Villar believes the government will do what it has to do.
She said it was not her habit to call for the resignation of officials as she did not want to make issues personal.
This was the case with Agriculture Secretary Manny Piñol, with whom she had tussled over issues concerning the country’s food supply.
“It’s the option of the President. Me, I have to work with him well. Because if I pick a fight with him every day, we will not accomplish anything,” she said.
If she can’t get the administration to do something, her style is to do it herself to show authorities that it is possible, the senator said.

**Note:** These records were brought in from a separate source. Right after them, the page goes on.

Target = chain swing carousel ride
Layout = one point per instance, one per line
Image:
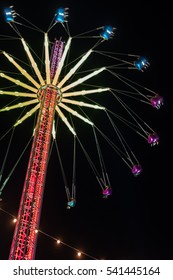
(58, 91)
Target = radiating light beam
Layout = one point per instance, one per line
(33, 63)
(64, 119)
(81, 80)
(47, 61)
(17, 82)
(61, 63)
(73, 112)
(74, 69)
(19, 105)
(16, 93)
(84, 92)
(28, 114)
(80, 103)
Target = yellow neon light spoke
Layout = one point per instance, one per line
(80, 103)
(73, 112)
(33, 63)
(17, 82)
(16, 93)
(47, 62)
(73, 70)
(28, 114)
(23, 71)
(83, 92)
(19, 105)
(53, 130)
(64, 119)
(61, 63)
(81, 80)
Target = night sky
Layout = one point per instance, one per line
(135, 221)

But in the case of the country’s rice problem, Villar said what needed to be done was spur traders to sell their supply but impose price ceilings.
The country has no shortage of rice, she said. The problem is most of it was in the hands of the traders.
“I don’t think we never understood the system. There’s a rice cartel, garlic cartel, onion cartel,’’ she said. “So it’s our responsibility to stop them from being too greedy.”
Opposition lawmakers have blamed the National Food Authority (NFA) for failing to do its duty to provide affordable rice to Filipinos and have been calling for its administrator, Jason Aquino, to be sacked.
Villar herself earlier said the NFA had failed to fulfill its mandate.
At the Inquirer forum, she said the NFA did not buy rice for its buffer stock from farmers during the harvest season.
The NFA said this was because the moisture content of palay (unhusked rice) was high, but she did not think this was a good enough reason. “If you really want to help the farmers, the moisture content should not be an issue.”
Because of this, the farmers were placed at the mercy of private traders, she said.
Villar said the government had to convince traders now to bring out their rice supply and sell it at a price “as reasonable as possible.”
To do this, it must impose a price cap, she said.
“If all your supply is in the hands of the traders, of course the traders will want to maximize the profit,” she said.
“You can’t stop the traders if they want to make money. What you can do is to impose a price ceiling,” she added.
This would allow traders to earn, but not at exorbitant rates, she said.
Earlier, Zamboanga City declared a state of calamity as prices of the country’s staple soared to P70 a kilogram. In Tawi-Tawi, which also declared a state of calamity, a kilo of commercial rice has risen in price up to P80 a kilo.